Influential members of the European Parliament are worried that the European Commission may back off from tough enforcement of rules that regulate social media, digital competition and artificial intelligence for fear of retaliation from U.S. President-elect Donald Trump.
Meta Chief Executive Mark Zuckerberg recently urged the Trump administration to defend U.S. tech giants against EU fines and regulation. X’s Elon Musk has become a close Trump ally and Apple’s Tim Cook has also complained to Trump about the EU.
The Commission should “stand strong against this pressure from parts of Big Tech,” said Christel Schaldemose, a Danish member of the Parliament who helped usher in the Digital Services Act rules now being used to probe X and Meta.

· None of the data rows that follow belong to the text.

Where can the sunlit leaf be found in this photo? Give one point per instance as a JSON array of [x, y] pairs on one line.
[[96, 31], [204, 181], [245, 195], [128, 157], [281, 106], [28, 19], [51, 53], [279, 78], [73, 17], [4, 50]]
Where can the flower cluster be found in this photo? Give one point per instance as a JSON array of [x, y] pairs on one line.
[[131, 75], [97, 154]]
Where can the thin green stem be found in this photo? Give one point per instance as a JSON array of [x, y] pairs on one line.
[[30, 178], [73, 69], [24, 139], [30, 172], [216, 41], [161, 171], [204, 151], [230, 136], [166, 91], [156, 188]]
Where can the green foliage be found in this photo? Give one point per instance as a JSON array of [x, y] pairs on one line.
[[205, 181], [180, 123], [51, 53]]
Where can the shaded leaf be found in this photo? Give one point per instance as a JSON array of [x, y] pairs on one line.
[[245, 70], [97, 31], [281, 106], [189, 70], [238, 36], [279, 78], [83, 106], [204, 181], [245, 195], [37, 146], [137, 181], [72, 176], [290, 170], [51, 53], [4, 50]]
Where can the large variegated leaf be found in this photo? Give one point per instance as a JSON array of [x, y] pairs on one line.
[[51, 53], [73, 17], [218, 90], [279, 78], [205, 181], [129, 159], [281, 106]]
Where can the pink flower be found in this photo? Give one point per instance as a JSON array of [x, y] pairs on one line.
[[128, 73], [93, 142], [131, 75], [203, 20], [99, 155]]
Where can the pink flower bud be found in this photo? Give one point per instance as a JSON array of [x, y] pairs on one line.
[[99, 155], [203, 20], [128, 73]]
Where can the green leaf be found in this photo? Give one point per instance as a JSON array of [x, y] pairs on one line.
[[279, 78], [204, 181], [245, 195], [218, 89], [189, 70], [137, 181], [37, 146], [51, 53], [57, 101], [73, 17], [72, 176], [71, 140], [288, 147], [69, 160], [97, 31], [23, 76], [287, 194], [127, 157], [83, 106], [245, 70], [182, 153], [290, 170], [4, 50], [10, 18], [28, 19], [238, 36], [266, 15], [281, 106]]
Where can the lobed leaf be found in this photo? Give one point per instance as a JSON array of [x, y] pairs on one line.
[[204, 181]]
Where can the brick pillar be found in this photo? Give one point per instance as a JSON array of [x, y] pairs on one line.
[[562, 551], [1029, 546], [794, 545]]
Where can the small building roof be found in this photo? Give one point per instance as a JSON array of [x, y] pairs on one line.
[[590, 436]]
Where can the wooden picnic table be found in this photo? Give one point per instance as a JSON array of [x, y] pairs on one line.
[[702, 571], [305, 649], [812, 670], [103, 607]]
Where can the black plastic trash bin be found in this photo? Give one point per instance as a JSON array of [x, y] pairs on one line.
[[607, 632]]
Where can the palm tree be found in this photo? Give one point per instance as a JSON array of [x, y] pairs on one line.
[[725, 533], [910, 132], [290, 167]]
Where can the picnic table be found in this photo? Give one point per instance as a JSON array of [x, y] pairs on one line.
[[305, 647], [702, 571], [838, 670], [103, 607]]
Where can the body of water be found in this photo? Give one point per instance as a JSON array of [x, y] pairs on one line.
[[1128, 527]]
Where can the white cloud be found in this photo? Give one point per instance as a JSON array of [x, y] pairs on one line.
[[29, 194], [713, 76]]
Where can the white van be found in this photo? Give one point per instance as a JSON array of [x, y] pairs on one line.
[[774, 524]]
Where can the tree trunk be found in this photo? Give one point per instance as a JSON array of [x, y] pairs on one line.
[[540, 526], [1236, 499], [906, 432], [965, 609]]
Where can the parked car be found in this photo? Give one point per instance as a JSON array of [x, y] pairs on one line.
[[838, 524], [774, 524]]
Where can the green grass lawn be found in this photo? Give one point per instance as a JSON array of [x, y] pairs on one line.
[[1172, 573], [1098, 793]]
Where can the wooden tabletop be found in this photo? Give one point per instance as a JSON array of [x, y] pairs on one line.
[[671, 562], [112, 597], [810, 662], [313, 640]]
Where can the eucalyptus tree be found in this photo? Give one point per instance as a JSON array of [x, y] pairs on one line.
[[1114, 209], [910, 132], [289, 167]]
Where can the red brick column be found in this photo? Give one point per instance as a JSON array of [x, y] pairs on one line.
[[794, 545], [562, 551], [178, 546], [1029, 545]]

“If anyone wants to do business in [the] EU, they have to comply with the rules,” she said. “No one forces Zuckerberg to offer Meta services in [the] EU. If he does not like to pay fines, he could start making sure Meta complies.”
The Parliament’s plenary session will grill the Commission on Tuesday morning on tech companies’ compliance with the DSA. Lawmakers are also set to bring up Musk’s support for Trump and Meta’s decision to end a fact-checking program that had sought to stem misleading information online.
Musk’s recent endorsement of the German far-right party Alternative für Deutschland and other attacks on European governments on X have drawn even more DSA scrutiny. The Commission deepened a probe into X on Friday, seeking more information about how X accounts go viral and what tweaks it has made to how it serves content.
Thirty-eight lawmakers last week pressed the Commission to investigate Musk’s “interference” in the German election campaign as the owner of a social network that promotes “his personal opinions at the cost of artificial visibility of his posts and misleading content, they said in a letter to Commission President Ursula von der Leyen, tech chief Henna Virkkunen and Justice Commissioner Michael McGrath.
They also asked where the Commission was in investigating X’s compliance with the DSA.
Top liberal parliamentarian Valérie Hayer separately accused the Commission of a “deafening silence” on Musk’s meddling in European politics when she spoke to reporters last Tuesday.
The Tuesday plenary debate gives the Commission the chance to respond and lay out its vision.
Andreas Schwab, a German center-right lawmaker who led the work on the Digital Markets Act competition rules to try and open up tech services, also told POLITICO last week that he’d tell officials directly that “a fast and ambitious implementation” was needed “whatever the current geopolitical context.”
The EU is still rolling out part of its ambitious tech rulebook, including the world’s first-ever binding artificial intelligence law, which imposes various rules on U.S.-based AI companies, such as OpenAI.
Italian Social Democrat Brando Benifei, the Parliament’s lead on the AI Act, told POLITICO that lawmakers will also question Virkkunen on Tuesday on how AI rules may be affected by DSA enforcement.
“We will pressure her on the willingness to fully implement the AI Act, also in its interaction with existing other legislation,” he said.
Francesca Micheletti contributed reporting.